J.K. Rowling amorce son roman comme un épisode de l'Inspecteur Barnaby et on se prend à aimer cette curiosité malsaine des petites communautés après le décès d'un des leurs. Elle le poursuit ensuite façon Ken Loach...So British. Sauf qu'il manque un peu d'humour, de tendresse, de solidarité et d'affection dans cette peinture sociale.

Mais loin d'être un roman qui revisiterait la lutte des classes, il s'agit plutôt d'une lutte des sexes. Les hommes agissent, les femmes subissent dans Une Place à prendre.

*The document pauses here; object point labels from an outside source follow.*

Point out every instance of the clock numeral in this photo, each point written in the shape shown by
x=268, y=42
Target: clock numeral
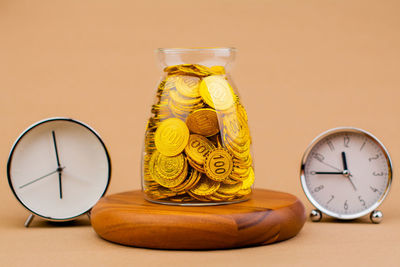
x=346, y=205
x=361, y=200
x=332, y=197
x=346, y=141
x=373, y=158
x=330, y=144
x=318, y=188
x=318, y=156
x=374, y=189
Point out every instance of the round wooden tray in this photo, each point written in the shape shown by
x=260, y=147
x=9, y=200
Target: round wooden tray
x=128, y=219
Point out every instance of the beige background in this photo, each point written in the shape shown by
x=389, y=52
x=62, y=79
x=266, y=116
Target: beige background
x=302, y=67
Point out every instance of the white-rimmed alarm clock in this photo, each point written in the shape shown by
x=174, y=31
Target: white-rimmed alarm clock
x=346, y=173
x=58, y=169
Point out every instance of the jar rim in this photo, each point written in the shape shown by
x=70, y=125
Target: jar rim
x=197, y=49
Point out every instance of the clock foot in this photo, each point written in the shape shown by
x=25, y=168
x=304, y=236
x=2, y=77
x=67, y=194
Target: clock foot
x=315, y=215
x=376, y=216
x=29, y=220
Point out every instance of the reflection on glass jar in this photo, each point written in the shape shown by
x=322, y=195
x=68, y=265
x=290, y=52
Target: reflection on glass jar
x=197, y=147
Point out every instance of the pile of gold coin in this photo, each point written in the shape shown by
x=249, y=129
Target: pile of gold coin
x=197, y=142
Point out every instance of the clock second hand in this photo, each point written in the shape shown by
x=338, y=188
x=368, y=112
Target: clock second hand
x=59, y=169
x=41, y=177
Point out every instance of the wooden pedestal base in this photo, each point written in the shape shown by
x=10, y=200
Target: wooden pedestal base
x=128, y=219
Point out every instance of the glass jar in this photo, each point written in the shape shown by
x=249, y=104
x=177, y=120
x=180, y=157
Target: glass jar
x=197, y=148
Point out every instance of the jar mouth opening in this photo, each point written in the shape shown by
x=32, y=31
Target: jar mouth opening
x=197, y=50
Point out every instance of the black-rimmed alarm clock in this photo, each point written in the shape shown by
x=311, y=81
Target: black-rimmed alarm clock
x=58, y=169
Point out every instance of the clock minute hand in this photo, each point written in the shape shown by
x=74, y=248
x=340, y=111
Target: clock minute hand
x=341, y=173
x=346, y=172
x=59, y=169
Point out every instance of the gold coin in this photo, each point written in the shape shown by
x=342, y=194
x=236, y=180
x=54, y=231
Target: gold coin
x=216, y=92
x=229, y=189
x=200, y=198
x=236, y=128
x=198, y=148
x=242, y=111
x=168, y=167
x=171, y=137
x=205, y=186
x=197, y=167
x=203, y=121
x=243, y=192
x=188, y=86
x=218, y=70
x=183, y=101
x=168, y=182
x=248, y=182
x=218, y=164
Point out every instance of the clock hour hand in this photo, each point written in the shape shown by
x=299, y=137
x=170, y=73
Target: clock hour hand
x=344, y=161
x=41, y=177
x=59, y=169
x=341, y=173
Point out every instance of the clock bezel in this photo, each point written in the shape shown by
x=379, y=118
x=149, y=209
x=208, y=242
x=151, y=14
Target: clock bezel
x=327, y=134
x=25, y=132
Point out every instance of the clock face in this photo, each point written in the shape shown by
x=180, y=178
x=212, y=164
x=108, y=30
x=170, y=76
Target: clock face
x=346, y=173
x=59, y=168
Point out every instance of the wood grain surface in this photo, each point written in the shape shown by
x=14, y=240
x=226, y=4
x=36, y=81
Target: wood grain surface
x=128, y=219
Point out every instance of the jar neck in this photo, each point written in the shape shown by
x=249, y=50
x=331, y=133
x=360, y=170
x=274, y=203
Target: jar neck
x=203, y=56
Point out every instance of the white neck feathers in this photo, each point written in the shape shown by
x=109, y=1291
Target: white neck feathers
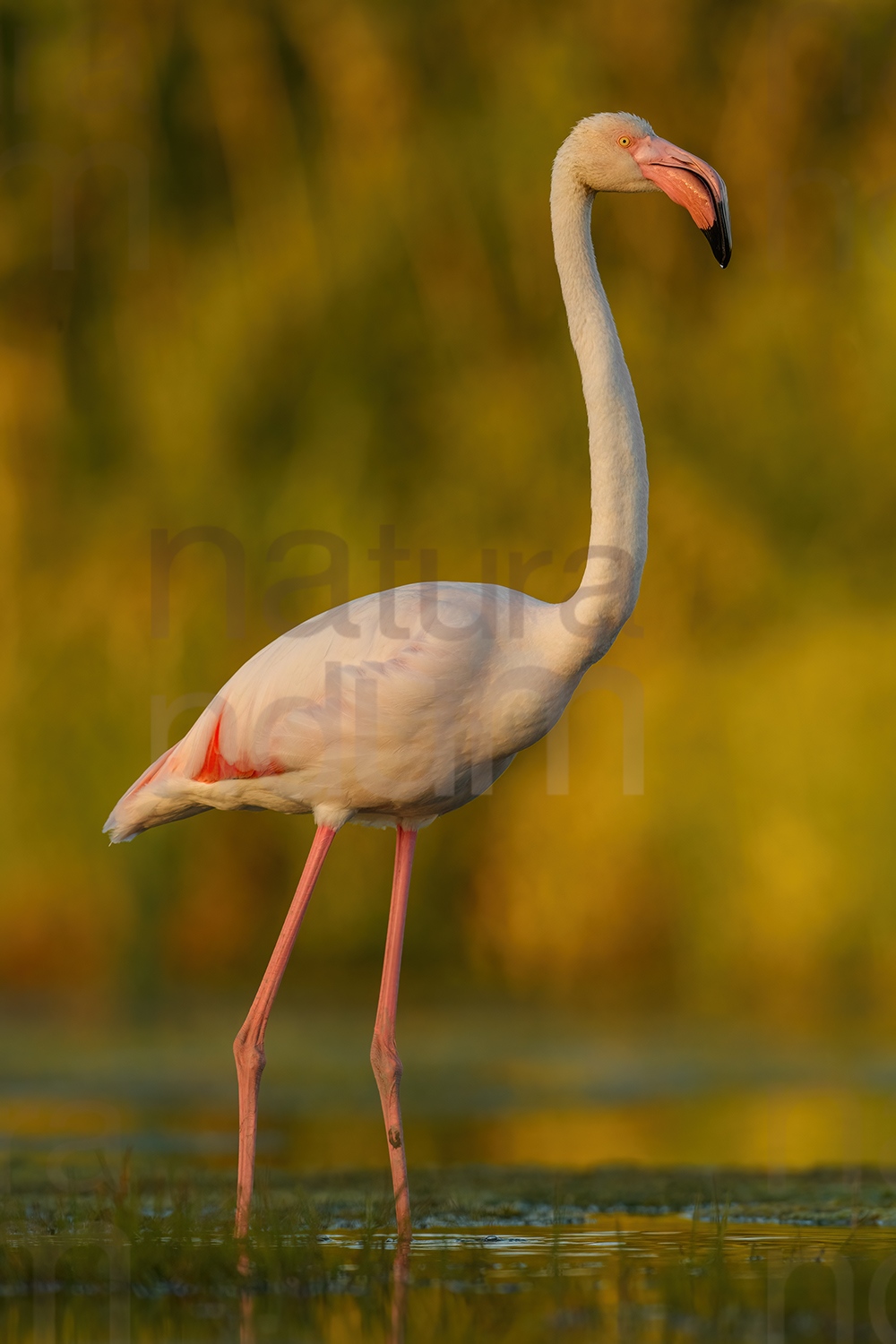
x=618, y=540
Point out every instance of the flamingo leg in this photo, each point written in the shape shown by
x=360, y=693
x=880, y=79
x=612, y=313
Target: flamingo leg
x=249, y=1047
x=387, y=1066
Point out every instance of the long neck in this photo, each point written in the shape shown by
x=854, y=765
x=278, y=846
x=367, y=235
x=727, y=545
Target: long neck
x=618, y=540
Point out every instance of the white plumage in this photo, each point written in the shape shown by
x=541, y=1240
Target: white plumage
x=405, y=704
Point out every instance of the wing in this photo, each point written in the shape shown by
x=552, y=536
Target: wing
x=392, y=702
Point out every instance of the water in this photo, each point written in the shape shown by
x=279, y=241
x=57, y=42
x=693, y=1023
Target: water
x=608, y=1279
x=567, y=1183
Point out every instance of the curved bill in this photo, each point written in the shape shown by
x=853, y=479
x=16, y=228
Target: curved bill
x=691, y=183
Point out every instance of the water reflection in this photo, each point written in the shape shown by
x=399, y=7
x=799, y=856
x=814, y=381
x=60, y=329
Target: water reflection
x=640, y=1281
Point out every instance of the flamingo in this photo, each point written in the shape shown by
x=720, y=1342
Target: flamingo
x=401, y=706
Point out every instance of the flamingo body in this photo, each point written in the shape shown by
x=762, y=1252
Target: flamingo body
x=405, y=704
x=351, y=723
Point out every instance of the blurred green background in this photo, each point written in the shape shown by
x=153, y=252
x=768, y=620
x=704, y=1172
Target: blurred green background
x=288, y=265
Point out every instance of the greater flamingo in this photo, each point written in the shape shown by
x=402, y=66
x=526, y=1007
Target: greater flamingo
x=405, y=704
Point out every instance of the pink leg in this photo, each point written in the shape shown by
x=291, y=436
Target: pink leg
x=387, y=1066
x=249, y=1047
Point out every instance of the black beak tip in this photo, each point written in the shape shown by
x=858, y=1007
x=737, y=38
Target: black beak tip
x=719, y=241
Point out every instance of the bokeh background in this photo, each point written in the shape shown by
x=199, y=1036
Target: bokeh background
x=288, y=266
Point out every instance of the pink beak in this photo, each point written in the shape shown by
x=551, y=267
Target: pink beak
x=691, y=183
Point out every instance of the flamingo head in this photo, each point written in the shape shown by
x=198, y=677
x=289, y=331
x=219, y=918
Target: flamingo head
x=614, y=151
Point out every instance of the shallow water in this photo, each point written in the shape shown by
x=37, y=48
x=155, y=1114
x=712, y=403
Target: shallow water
x=610, y=1279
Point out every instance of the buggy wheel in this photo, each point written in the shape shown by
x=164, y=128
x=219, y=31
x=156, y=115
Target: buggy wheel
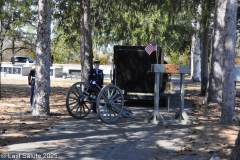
x=110, y=103
x=77, y=102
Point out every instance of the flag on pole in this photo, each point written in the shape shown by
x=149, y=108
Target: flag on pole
x=151, y=47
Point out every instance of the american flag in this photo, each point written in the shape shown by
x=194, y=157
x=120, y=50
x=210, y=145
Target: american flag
x=151, y=47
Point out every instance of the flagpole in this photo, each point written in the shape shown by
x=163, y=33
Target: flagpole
x=156, y=52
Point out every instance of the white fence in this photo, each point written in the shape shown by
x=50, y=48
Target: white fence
x=57, y=70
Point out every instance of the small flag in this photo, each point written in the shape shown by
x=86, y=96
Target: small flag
x=151, y=47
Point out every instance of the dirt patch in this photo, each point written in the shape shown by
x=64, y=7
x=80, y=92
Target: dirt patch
x=17, y=125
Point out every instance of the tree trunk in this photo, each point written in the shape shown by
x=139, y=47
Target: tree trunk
x=214, y=87
x=86, y=40
x=236, y=150
x=229, y=44
x=42, y=81
x=195, y=55
x=204, y=59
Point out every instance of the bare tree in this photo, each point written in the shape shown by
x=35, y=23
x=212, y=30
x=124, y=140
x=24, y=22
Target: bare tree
x=86, y=40
x=229, y=44
x=42, y=83
x=214, y=86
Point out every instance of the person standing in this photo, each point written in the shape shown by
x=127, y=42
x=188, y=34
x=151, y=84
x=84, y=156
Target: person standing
x=95, y=78
x=31, y=82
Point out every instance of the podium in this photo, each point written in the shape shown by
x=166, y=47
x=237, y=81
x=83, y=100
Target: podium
x=180, y=116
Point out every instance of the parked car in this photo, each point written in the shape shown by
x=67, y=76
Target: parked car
x=21, y=59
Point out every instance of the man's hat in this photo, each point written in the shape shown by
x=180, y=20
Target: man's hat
x=96, y=62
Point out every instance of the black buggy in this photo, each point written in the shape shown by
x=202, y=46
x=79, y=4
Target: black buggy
x=131, y=80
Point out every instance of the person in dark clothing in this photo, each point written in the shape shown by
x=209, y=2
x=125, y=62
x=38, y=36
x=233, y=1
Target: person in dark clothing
x=95, y=78
x=31, y=83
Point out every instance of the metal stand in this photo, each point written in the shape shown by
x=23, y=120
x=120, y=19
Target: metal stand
x=181, y=116
x=156, y=117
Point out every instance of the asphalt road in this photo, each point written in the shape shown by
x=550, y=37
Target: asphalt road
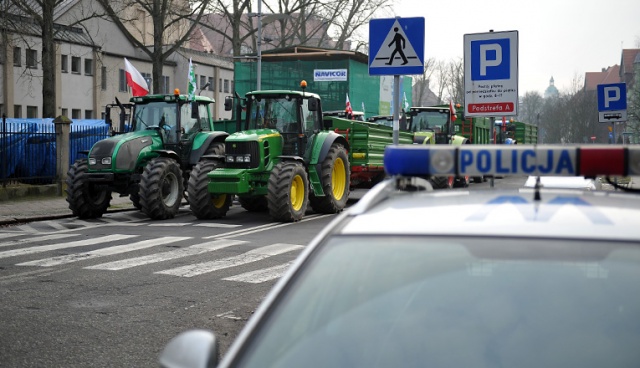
x=113, y=291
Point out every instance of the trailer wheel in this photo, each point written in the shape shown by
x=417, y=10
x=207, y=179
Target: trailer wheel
x=161, y=188
x=254, y=203
x=335, y=179
x=288, y=192
x=85, y=200
x=203, y=204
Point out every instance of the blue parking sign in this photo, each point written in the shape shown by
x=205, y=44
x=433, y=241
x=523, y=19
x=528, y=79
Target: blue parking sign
x=612, y=96
x=490, y=59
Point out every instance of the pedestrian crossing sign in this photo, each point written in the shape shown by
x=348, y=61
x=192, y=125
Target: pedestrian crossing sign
x=396, y=46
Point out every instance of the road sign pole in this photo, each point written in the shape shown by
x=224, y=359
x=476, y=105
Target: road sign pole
x=396, y=109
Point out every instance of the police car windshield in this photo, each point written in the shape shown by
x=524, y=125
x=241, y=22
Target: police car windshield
x=417, y=302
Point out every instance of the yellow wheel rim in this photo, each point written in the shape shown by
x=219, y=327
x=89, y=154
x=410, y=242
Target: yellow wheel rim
x=338, y=179
x=297, y=192
x=218, y=200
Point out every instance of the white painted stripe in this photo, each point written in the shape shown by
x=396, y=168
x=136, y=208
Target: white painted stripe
x=36, y=239
x=258, y=276
x=80, y=243
x=70, y=258
x=217, y=225
x=55, y=224
x=248, y=257
x=270, y=226
x=166, y=256
x=168, y=224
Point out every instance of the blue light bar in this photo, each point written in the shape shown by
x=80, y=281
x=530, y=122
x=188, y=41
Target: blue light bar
x=477, y=160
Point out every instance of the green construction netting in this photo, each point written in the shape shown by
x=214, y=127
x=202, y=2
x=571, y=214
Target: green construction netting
x=374, y=92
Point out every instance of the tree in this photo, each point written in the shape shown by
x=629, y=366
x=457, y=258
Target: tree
x=172, y=24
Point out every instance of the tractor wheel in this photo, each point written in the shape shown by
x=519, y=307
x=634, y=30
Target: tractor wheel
x=288, y=193
x=85, y=200
x=442, y=182
x=161, y=188
x=203, y=204
x=335, y=181
x=254, y=203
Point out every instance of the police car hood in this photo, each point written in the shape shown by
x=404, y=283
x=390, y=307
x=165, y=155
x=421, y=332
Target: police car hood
x=558, y=214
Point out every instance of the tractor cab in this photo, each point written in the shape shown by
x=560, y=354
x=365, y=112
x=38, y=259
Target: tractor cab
x=294, y=115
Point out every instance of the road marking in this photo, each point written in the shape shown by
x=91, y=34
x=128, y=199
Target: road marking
x=258, y=276
x=80, y=243
x=70, y=258
x=166, y=256
x=248, y=257
x=36, y=239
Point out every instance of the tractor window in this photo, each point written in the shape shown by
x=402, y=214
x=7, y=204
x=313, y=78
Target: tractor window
x=432, y=121
x=274, y=113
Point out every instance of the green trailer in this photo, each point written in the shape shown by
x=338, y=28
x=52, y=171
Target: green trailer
x=367, y=141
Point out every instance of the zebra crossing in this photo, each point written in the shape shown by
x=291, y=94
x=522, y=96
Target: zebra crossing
x=159, y=251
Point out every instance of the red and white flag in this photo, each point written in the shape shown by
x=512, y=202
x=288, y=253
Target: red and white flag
x=348, y=110
x=139, y=86
x=453, y=111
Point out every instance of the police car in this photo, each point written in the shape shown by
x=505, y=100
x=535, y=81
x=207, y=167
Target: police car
x=411, y=277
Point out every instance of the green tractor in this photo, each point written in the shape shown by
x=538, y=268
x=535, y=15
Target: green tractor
x=281, y=159
x=160, y=139
x=434, y=125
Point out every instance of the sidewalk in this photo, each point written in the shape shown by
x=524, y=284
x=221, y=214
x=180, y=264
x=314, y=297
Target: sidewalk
x=42, y=203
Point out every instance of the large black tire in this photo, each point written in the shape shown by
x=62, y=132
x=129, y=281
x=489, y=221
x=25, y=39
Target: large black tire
x=335, y=181
x=85, y=200
x=203, y=204
x=442, y=182
x=161, y=188
x=288, y=192
x=254, y=203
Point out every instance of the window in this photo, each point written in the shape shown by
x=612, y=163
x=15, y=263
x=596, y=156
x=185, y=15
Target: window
x=64, y=63
x=17, y=56
x=88, y=67
x=32, y=59
x=32, y=112
x=165, y=84
x=75, y=65
x=122, y=81
x=103, y=78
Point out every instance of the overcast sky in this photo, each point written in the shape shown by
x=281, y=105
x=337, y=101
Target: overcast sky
x=559, y=38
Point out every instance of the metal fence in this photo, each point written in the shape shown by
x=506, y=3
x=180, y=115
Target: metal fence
x=28, y=148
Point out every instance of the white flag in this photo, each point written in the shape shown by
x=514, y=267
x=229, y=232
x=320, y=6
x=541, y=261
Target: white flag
x=191, y=89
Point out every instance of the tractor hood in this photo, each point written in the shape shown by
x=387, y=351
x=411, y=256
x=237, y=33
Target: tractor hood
x=120, y=153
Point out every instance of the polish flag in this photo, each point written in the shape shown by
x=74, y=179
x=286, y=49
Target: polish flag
x=135, y=80
x=348, y=109
x=453, y=111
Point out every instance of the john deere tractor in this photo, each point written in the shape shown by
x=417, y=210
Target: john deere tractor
x=433, y=125
x=161, y=138
x=281, y=160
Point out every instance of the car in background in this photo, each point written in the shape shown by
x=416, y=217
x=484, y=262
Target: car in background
x=564, y=182
x=412, y=277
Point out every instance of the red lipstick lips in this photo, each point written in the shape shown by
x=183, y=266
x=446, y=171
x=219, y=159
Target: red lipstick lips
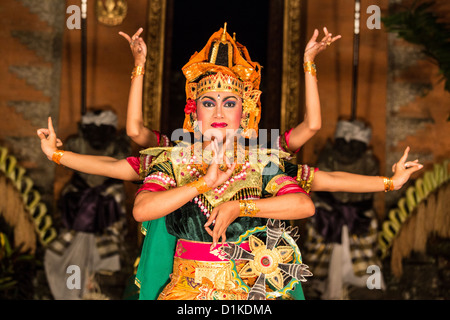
x=219, y=124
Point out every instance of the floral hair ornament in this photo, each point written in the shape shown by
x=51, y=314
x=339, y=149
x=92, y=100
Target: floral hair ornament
x=225, y=65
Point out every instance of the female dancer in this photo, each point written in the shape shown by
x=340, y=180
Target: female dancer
x=213, y=177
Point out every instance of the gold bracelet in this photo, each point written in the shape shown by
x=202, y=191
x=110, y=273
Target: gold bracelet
x=200, y=185
x=388, y=184
x=137, y=71
x=247, y=208
x=310, y=67
x=57, y=155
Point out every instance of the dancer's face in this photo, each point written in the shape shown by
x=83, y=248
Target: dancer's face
x=219, y=112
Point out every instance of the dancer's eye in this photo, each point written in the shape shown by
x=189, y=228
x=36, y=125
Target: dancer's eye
x=208, y=104
x=229, y=104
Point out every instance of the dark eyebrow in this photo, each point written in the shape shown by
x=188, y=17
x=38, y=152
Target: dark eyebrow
x=233, y=97
x=208, y=97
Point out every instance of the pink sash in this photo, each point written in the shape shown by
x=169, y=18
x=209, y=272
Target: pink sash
x=201, y=251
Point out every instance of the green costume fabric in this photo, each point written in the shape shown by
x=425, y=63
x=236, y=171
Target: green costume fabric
x=156, y=262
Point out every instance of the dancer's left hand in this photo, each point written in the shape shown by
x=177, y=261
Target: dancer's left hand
x=314, y=47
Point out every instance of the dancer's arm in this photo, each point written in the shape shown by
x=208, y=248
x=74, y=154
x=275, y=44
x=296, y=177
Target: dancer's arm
x=97, y=165
x=157, y=203
x=290, y=206
x=348, y=182
x=135, y=127
x=312, y=121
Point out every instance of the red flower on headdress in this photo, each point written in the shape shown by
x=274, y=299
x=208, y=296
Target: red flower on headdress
x=191, y=106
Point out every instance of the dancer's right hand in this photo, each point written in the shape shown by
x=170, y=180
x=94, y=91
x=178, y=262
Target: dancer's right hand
x=49, y=141
x=215, y=176
x=138, y=47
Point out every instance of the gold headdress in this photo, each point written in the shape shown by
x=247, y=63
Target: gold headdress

Dans les rôles masculins, pas de  bienveillant Dumbledore, ni d'un tourmenté au grand coeur comme Sirius Black, pas non plus de démon maléfique à la Lord Voldemort. Rien de tout cela. Juste des hommes laids d'apparence et minables d'âme. On découvre Howard, obèse libidineux, qui pense que le trou qui lui sert de village est le centre de l'univers. Simon, employé cupide et menteur,  cogne régulièrement sa femme et ses fils pour soulager ses nerfs. Miles, un vieux beau bedonnant à l'intelligence limitée, ne doute toujours pas de son charme. Colin, proviseur paranoïaque  lutte tous les jours contre ses tendances pédophiles tandis que Gavin, éternel lâche de 30 ans, n'a plus aucune chance de réussir sa vie sentimentale ni sa vie tout court.  Une part belle est laissée aux adolescents mâles avec Fats et Andrews, qui, en  attendant leur dépucelage, fument des joints et harcèlent leurs camarades. Le seul auquel on pourrait éventuellement s'attacher est le petit Robbie, garçonnet de trois ans, pas encore propre, qui ne maîtrise toujours pas le langage, qui a déjà touché la laideur du monde, mais dont on espère malgré tout qu'il sera épargné. 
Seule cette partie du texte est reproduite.